3) Nervus III: Occulomotorius. Fungsi otot gerak bola mata dan mengangkat kelopak
mata, otot pupil, kelainan: ptosis, diplopia, pupil anisocor, refleks cahaya menurun.
4) Nervus IV: Trochlearis. Fungsi otot gerak bola mata arah medioinferior dan memutar
mata, kelainan diplopia.
5) Nervus V: Trigeminus. Fungsi saraf sensoris wajah, kelainan: trigeminal neuralgia
(nyeri hebat di wajah, pipi atau rahang).
6) Nervus VI : Abducent. Fungsi otot gerak bola mata ke lateral, kelainan: diplopia,
strabismus konvergen.
7) Nervus VII: Facialis. Fungsi otot wajah, pengecapan lidah 2/3 depan, kelenjar air
mata, kelainan: bell’s palsy, wajah merot, hiperakusis (suara mengeras), hipoaugesia
(lidah tidak bisa merasa rasa asam, manis, asin), hipolacrimasi (sekresi air mata
berkurang).
8) Nervus VIII: Vestibulocochlearis. Fungsi pendengaran dan keseimbangan, kelainan:
pendengaran menurun, vertigo, gangguan keseimbangan, nistagmus.

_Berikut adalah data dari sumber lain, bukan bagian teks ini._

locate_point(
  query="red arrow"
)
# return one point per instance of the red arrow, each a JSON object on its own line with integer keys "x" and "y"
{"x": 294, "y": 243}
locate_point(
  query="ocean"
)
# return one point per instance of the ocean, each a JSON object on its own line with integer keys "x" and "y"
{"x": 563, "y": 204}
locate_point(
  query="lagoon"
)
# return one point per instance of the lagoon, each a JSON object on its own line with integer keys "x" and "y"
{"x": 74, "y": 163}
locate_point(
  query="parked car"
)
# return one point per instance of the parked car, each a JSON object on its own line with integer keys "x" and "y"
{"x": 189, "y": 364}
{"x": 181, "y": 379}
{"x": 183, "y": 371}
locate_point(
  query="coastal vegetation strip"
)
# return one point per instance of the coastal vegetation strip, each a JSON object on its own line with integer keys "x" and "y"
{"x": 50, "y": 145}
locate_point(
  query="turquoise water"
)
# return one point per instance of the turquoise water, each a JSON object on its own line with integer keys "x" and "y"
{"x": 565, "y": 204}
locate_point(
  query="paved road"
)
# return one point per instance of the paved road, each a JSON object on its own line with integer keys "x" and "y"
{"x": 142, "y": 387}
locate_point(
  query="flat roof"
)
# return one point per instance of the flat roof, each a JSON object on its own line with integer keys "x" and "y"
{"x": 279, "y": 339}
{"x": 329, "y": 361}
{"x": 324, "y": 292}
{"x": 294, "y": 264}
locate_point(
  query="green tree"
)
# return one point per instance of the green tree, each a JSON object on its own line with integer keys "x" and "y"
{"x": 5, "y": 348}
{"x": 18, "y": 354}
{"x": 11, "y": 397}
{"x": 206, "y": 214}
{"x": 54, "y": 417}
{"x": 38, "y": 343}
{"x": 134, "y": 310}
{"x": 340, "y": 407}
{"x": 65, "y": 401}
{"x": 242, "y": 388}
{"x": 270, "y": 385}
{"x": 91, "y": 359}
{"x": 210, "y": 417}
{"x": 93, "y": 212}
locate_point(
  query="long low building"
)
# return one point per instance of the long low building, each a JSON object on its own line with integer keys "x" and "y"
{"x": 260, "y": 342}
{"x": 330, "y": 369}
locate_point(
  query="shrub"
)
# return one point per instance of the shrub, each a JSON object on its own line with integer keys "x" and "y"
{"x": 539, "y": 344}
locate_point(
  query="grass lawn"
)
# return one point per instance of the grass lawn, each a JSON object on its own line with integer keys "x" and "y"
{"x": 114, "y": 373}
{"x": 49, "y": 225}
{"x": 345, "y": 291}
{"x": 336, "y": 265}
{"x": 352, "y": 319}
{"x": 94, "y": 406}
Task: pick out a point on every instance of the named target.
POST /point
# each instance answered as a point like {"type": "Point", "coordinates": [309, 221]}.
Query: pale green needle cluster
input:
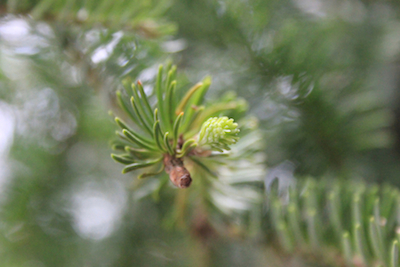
{"type": "Point", "coordinates": [174, 127]}
{"type": "Point", "coordinates": [218, 133]}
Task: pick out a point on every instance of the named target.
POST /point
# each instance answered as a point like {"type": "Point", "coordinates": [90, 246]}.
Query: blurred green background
{"type": "Point", "coordinates": [322, 78]}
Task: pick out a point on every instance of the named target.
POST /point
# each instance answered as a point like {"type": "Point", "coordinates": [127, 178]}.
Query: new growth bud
{"type": "Point", "coordinates": [218, 133]}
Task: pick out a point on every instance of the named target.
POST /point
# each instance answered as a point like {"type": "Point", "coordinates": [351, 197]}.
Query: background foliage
{"type": "Point", "coordinates": [321, 77]}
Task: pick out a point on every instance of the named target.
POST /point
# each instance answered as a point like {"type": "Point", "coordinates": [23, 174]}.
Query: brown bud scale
{"type": "Point", "coordinates": [178, 174]}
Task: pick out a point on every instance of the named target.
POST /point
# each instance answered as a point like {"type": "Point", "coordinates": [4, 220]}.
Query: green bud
{"type": "Point", "coordinates": [218, 133]}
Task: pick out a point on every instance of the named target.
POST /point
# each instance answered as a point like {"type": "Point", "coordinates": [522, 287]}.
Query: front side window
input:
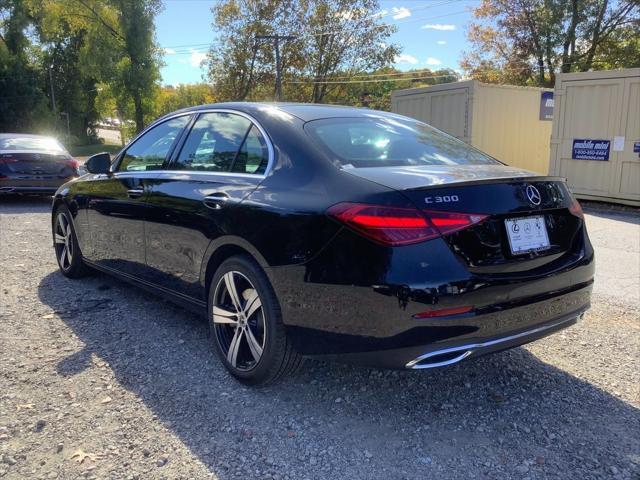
{"type": "Point", "coordinates": [216, 143]}
{"type": "Point", "coordinates": [150, 151]}
{"type": "Point", "coordinates": [391, 141]}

9) Nervus IX: Glosofaringeus. Fungsi menelan, bersuara.
10) Nervus X: Vagus. Fungsi menelan, bersuara, fungsi saraf otonom parasimpatis,
kelainan: disfagia, disartria.
11) Nervus XI: Accesorius. Fungsi menggerakkan leher dan bahu, kelainan : tortikollis,
bahu jatuh.
12) Nervus XII: Hipoglosus.
Fungsi menggerakkan lidah, kelainan: disfagia, disatria. (Munir, 2020).

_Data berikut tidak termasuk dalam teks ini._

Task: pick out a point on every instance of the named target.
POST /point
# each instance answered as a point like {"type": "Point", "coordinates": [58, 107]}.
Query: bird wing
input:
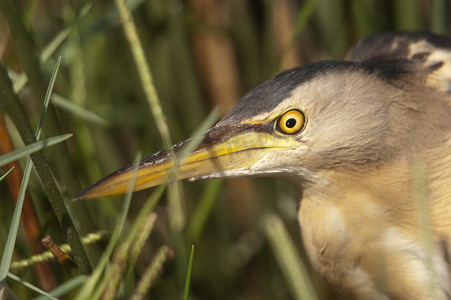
{"type": "Point", "coordinates": [430, 53]}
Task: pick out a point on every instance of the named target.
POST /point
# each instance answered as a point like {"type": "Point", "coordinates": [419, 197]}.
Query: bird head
{"type": "Point", "coordinates": [323, 116]}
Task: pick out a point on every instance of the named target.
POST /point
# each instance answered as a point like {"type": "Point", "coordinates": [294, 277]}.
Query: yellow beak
{"type": "Point", "coordinates": [223, 152]}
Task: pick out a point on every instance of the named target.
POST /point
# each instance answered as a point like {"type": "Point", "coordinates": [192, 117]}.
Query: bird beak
{"type": "Point", "coordinates": [224, 151]}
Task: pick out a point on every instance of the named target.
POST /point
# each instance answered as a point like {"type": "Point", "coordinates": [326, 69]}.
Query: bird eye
{"type": "Point", "coordinates": [291, 122]}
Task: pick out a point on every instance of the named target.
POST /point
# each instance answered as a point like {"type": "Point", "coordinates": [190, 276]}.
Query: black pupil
{"type": "Point", "coordinates": [290, 123]}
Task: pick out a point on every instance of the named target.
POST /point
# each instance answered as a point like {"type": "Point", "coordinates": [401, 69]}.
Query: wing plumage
{"type": "Point", "coordinates": [430, 53]}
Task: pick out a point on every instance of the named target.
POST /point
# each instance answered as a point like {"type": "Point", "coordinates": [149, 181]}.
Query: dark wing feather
{"type": "Point", "coordinates": [429, 52]}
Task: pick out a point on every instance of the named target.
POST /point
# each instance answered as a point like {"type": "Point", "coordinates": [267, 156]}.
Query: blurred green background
{"type": "Point", "coordinates": [202, 54]}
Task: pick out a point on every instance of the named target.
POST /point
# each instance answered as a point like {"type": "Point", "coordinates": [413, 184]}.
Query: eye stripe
{"type": "Point", "coordinates": [291, 122]}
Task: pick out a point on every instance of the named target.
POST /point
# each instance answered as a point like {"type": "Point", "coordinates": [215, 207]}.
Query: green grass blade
{"type": "Point", "coordinates": [13, 229]}
{"type": "Point", "coordinates": [95, 284]}
{"type": "Point", "coordinates": [21, 80]}
{"type": "Point", "coordinates": [292, 267]}
{"type": "Point", "coordinates": [6, 174]}
{"type": "Point", "coordinates": [203, 210]}
{"type": "Point", "coordinates": [188, 274]}
{"type": "Point", "coordinates": [48, 95]}
{"type": "Point", "coordinates": [12, 235]}
{"type": "Point", "coordinates": [65, 287]}
{"type": "Point", "coordinates": [78, 111]}
{"type": "Point", "coordinates": [30, 286]}
{"type": "Point", "coordinates": [31, 148]}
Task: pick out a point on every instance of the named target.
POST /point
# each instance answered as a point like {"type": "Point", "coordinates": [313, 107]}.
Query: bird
{"type": "Point", "coordinates": [364, 141]}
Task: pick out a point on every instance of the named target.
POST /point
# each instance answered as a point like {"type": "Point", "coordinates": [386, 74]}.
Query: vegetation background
{"type": "Point", "coordinates": [202, 54]}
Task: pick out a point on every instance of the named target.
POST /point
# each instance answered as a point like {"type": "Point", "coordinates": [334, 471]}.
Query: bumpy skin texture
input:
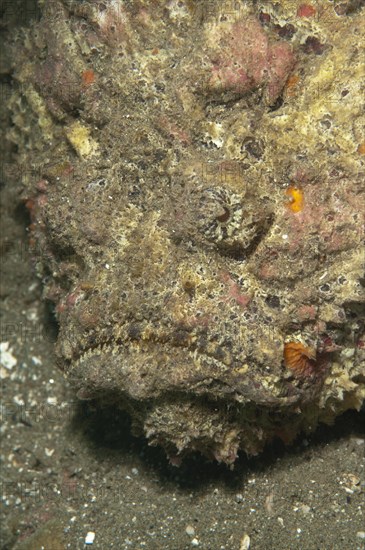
{"type": "Point", "coordinates": [197, 200]}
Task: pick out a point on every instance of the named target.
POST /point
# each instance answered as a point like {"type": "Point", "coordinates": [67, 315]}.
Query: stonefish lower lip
{"type": "Point", "coordinates": [195, 183]}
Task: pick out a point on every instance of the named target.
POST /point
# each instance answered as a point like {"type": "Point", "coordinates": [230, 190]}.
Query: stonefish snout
{"type": "Point", "coordinates": [196, 193]}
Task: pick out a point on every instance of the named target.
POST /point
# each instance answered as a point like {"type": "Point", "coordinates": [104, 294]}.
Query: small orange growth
{"type": "Point", "coordinates": [299, 358]}
{"type": "Point", "coordinates": [291, 84]}
{"type": "Point", "coordinates": [88, 77]}
{"type": "Point", "coordinates": [361, 148]}
{"type": "Point", "coordinates": [296, 198]}
{"type": "Point", "coordinates": [306, 10]}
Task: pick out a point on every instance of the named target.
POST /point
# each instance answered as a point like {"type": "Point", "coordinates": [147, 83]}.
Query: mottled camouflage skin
{"type": "Point", "coordinates": [162, 222]}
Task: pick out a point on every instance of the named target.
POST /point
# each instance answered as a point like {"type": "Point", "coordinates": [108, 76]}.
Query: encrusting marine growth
{"type": "Point", "coordinates": [197, 199]}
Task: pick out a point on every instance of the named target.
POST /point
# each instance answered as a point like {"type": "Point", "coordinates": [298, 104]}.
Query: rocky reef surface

Gambar 2.2 Distribusi saraf kranial.


Sumber : (Maria, 2021).
5. Manifestasi klinis
Manifestasi klinis Stroke Non Hemoragik menurut Munir, (2019):
a. Pembagian stroke menurut manifestasi klinisnya:
1) Transient Ischemic Attack (TIA) : Serangan akut defisit neurologis fokal yang
berlangsung singkat, kurang dari 24 jam dan hilang sendiri dengan atau tanpa
pengobatan. Serangan bisa muncul lagi dalam wujud sama, memperberat atau malam
menetap.
2) Residual Ischemic Neurological Defisit (RIND): Sama dengan TIA tetapi
berlangsung lebih dari 24 jam dan sembuh sempurna dalam waktu kurang dari 3
minggu.
3) Completed stroke: Stroke dengan defisit neurologis berat dan menetap dalam waktu
6 jam, dengan penyembuhan tidak sempurna dalam waktu lebih dari 3 minggu.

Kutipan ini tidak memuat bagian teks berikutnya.